Raine was surely angry and disappointed at you now since you said your reason. You wished you never said it, you didn't even want too. You hated yourself for being so moody all the time, you wish you shut your mouth all the time. "I'm sorry I'm sorry I'm sorry." You kept repeating. "Y/n it's fine!! Gosh how many times do I have to keep saying that??? Why do you always make things about you!!" Raine shouted.

"I'm just saying saying sorry for being an asshole to you all the time!! This is why I bottle up my feelings now so I don't have to make things about me anymore!! Happy?" You fought.
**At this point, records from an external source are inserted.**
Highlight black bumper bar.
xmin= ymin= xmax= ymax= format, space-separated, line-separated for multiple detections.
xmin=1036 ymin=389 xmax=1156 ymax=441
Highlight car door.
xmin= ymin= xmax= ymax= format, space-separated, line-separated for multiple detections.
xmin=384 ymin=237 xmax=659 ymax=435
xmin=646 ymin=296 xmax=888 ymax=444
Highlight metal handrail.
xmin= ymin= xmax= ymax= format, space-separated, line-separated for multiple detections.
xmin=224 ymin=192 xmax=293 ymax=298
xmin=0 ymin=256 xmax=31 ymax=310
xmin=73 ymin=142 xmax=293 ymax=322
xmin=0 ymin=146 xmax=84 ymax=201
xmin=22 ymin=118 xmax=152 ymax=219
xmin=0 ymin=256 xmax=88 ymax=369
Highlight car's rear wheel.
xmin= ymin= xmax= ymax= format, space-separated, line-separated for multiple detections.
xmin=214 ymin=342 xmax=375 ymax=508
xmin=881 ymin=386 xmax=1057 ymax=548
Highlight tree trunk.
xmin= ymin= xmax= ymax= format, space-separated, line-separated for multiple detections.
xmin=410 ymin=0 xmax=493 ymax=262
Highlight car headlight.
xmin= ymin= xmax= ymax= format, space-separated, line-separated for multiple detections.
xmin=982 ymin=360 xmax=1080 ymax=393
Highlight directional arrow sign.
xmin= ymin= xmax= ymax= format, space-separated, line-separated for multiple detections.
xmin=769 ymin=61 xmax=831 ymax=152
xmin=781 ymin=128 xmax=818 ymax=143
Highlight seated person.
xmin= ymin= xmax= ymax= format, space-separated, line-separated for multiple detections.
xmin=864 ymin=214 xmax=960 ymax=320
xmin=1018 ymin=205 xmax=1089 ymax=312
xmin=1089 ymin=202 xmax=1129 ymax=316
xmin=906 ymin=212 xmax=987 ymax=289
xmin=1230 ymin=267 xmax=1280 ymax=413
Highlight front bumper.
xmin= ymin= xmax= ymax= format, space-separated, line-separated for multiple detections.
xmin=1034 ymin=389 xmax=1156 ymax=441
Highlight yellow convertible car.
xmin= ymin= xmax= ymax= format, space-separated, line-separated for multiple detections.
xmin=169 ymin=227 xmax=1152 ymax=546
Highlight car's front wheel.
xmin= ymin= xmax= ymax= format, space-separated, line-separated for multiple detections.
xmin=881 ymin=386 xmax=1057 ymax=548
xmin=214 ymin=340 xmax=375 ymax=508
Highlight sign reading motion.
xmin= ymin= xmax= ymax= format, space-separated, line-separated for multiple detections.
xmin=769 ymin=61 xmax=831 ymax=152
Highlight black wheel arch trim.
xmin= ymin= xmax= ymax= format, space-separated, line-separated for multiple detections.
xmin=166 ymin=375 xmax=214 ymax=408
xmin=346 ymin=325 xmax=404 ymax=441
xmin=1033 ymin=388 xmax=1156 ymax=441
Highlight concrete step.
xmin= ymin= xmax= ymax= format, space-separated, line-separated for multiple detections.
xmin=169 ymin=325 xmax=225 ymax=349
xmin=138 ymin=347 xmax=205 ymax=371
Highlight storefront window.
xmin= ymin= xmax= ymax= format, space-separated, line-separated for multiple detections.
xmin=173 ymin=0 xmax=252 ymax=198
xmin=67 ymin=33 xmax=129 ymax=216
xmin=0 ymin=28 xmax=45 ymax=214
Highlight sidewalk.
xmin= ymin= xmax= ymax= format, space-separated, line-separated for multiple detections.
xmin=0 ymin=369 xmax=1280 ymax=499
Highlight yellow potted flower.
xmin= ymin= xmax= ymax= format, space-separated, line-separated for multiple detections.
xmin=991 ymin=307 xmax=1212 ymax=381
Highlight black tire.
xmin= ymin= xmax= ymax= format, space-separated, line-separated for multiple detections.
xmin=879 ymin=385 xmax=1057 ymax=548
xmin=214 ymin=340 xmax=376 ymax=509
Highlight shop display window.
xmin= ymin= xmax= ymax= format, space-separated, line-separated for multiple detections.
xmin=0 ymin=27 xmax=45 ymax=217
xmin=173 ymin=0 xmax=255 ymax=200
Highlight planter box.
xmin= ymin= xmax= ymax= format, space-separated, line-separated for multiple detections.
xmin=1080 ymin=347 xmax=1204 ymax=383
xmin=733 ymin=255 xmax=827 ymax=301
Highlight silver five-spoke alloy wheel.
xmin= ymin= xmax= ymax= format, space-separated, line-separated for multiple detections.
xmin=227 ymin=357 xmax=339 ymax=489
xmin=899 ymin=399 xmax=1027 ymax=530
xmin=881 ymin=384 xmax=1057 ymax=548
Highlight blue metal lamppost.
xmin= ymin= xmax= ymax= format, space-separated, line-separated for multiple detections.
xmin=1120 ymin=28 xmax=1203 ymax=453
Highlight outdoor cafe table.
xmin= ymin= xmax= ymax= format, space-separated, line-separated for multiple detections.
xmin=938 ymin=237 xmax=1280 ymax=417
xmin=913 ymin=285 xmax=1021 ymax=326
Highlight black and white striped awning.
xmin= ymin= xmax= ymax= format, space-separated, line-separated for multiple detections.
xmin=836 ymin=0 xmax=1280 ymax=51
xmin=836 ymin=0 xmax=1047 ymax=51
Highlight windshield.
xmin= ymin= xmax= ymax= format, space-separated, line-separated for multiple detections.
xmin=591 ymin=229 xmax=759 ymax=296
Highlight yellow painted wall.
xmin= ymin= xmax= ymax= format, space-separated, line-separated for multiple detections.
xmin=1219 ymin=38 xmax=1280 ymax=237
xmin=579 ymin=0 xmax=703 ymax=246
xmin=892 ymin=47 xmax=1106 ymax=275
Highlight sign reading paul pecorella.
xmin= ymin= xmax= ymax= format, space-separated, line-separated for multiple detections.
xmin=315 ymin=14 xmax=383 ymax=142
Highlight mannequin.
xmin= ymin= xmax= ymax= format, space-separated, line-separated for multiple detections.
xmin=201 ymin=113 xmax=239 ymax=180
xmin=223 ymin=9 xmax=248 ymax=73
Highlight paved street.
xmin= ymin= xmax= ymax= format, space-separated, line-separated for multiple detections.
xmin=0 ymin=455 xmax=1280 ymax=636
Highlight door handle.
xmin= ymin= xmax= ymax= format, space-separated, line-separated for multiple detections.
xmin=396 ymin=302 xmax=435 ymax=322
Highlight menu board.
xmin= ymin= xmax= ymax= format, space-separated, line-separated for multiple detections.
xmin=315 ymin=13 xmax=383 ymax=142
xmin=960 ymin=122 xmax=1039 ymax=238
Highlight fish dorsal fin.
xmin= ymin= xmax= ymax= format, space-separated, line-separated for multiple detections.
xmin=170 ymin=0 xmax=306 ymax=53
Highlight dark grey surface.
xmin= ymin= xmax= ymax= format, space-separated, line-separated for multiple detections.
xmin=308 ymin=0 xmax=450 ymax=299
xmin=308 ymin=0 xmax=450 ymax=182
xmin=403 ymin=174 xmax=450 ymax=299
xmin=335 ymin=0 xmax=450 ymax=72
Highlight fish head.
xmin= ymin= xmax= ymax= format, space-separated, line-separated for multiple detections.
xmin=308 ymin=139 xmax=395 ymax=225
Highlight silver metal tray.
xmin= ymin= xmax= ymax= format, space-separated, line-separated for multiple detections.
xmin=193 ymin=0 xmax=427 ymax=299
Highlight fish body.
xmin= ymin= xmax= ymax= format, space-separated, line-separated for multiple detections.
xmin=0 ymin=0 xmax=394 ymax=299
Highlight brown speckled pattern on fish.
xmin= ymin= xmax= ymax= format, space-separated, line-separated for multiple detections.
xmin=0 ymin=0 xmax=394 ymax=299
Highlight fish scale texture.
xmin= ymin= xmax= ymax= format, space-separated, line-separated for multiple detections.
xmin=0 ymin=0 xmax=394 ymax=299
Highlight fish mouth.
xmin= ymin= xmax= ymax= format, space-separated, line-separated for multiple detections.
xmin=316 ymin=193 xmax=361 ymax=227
You guys fought and fought until it died down, you guys had not breathe to speak. "JUST GET OUT!! SINCE YOU DONT WANT ANY TROUBLES FROM ME GET OUT!!" you yelled.

"FINE WITH ME." Raine grabbed their stuff and slammed the door. After they left, you broke down into tears once again, wishing you never said anything in the first place. What have you done? You kept thinking that you were such a bad partner after that. You swore everytime there was a problem, you just keep your mouth shut or just make up an excuse.

There will be a part two, probably 😢

A/N - Hi guys!! It's been a while!! A really long long time. Unfortunately school has been taking up all my time so I haven't been posting in a while. 🥲😓 I really hope I get the time to post more often soon!!